Dans une lettre, l'auteur décrit une vision onirique où il se retrouve à la porte du Temple de l'Ennui, un lieu silencieux et désolé. Il est accueilli par des femmes âgées cherchant à paraître jeunes et par des précieuses affectées et impertinentes. À l'intérieur du temple, il rencontre divers personnages, dont des auteurs, des politiques et des satiristes. Les politiques se vantent de diriger les conseils des rois et de connaître les négociations secrètes, tandis qu'un satiriste lit des pièces fustigeant ses confrères et la cour. Désespéré, l'auteur invoque l'Amour pour échapper à l'ennui, mais l'Amour le raille et lui reproche sa faiblesse. L'auteur tente ensuite d'écrire des vers pour sortir du temple, mais les muses et Apollon restent sourds à ses prières. Son génie lui apparaît et lui indique un livre dans la poche d'un ministre de l'ennui. Ce livre, les œuvres de Clément Marot, permet à l'auteur de sortir du temple et de se retrouver dans une bibliothèque enchantée. Dans cette bibliothèque, les livres portent l'inscription 'Remède contre l'ennui' et contiennent des œuvres de grands auteurs comme Anacréon, Tibulle, Ovide, Homère et Molière. La muse Uranie apparaît et explique que les véritables philosophes sont ceux dont les œuvres sont présentes dans cette bibliothèque, et que les passions, bien utilisées, sont un don des dieux. Le texte aborde également la gestion des passions humaines, soulignant que tous les individus naissent avec une même mesure de passion, mais la différence réside dans l'aptitude à bien l'employer.

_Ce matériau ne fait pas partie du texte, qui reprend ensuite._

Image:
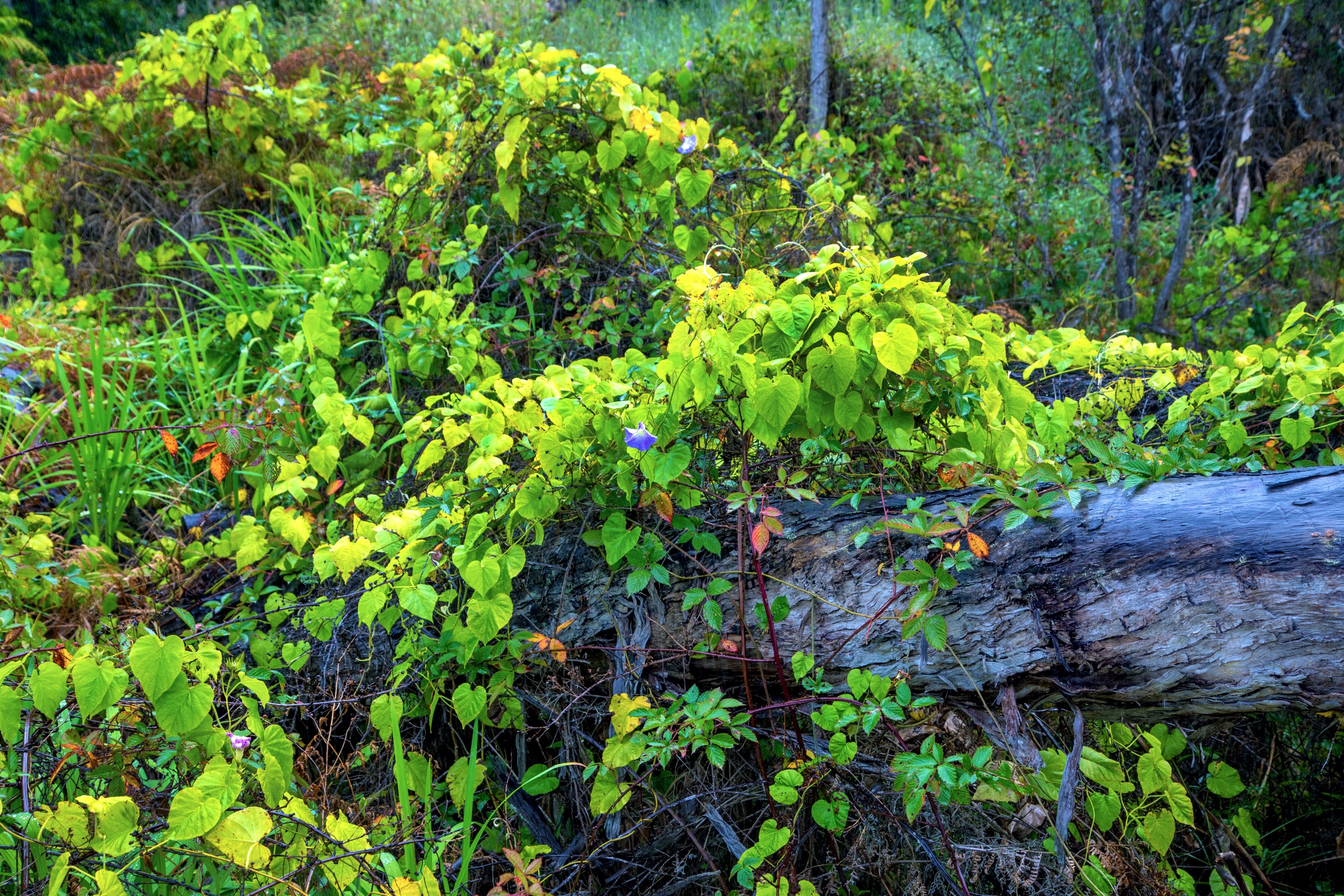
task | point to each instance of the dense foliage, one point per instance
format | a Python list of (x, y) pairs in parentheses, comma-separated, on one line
[(312, 358)]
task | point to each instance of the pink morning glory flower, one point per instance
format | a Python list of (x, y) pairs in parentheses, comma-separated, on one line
[(640, 438)]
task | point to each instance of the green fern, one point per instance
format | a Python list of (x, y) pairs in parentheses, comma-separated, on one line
[(14, 43)]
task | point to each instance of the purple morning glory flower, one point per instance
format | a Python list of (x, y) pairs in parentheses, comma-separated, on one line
[(640, 438)]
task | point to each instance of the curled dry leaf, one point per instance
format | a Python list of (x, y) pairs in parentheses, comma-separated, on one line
[(663, 504), (760, 538)]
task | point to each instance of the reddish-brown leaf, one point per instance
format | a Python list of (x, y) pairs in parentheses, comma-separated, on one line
[(760, 538)]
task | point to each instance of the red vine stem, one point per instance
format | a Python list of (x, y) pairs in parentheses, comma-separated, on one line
[(778, 662), (93, 436)]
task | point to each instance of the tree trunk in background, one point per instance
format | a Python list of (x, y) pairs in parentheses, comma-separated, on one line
[(1109, 100), (819, 95), (1187, 194), (1195, 595), (1237, 175)]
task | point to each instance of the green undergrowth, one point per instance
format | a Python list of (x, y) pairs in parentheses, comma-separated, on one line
[(463, 305)]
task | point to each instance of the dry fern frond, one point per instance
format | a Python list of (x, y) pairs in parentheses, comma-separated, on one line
[(1289, 170)]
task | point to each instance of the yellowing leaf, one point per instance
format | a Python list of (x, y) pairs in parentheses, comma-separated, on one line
[(897, 347), (240, 834), (622, 708)]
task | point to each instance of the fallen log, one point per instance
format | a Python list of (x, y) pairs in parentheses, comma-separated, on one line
[(1211, 595)]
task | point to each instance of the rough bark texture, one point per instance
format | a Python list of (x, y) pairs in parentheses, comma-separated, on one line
[(1206, 595)]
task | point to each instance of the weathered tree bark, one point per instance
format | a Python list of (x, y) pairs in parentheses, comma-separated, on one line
[(1194, 595), (819, 83), (1110, 93), (1178, 55)]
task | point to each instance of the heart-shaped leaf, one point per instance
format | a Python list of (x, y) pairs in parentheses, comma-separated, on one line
[(834, 368), (183, 708), (897, 347), (468, 703), (49, 687), (193, 814), (97, 685), (240, 836), (694, 184), (156, 662), (482, 574)]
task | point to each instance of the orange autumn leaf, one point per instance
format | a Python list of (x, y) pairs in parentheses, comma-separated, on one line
[(663, 504), (550, 645), (170, 441), (760, 538)]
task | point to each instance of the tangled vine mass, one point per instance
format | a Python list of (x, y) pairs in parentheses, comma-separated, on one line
[(311, 445)]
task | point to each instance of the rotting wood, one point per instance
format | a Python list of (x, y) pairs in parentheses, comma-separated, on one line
[(1201, 594)]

Les passions, comparées à un fleuve, peuvent devenir destructrices si elles sont confinées dans un seul objet, comme le font les insensés. Ces derniers, en concentrant toutes leurs passions sur un seul point, se trouvent tourmentés et poussés à des extrémités horribles, devenant ainsi des joueurs furieux, des avares méprisables, des amants désespérés ou des ambitieux extravagants. En revanche, le sage reconnaît la nécessité des passions mais en diminue la violence en les divisant. Il leur donne différents emplois pour en devenir maître, transformant ainsi un torrent destructeur en doux ruisseaux agréables. Les philosophes, en suivant cette voie, jouissent de tous les agréments de la vie et évitent les chagrins, qui dégradent l'âme et révèlent la faiblesse de la nature humaine. Uranie conseille de suivre les préceptes des grands hommes pour vivre heureux.
Généré par Mistral AI et susceptible de contenir des erreurs.
Généré par Mistral AI et susceptible de contenir des erreurs.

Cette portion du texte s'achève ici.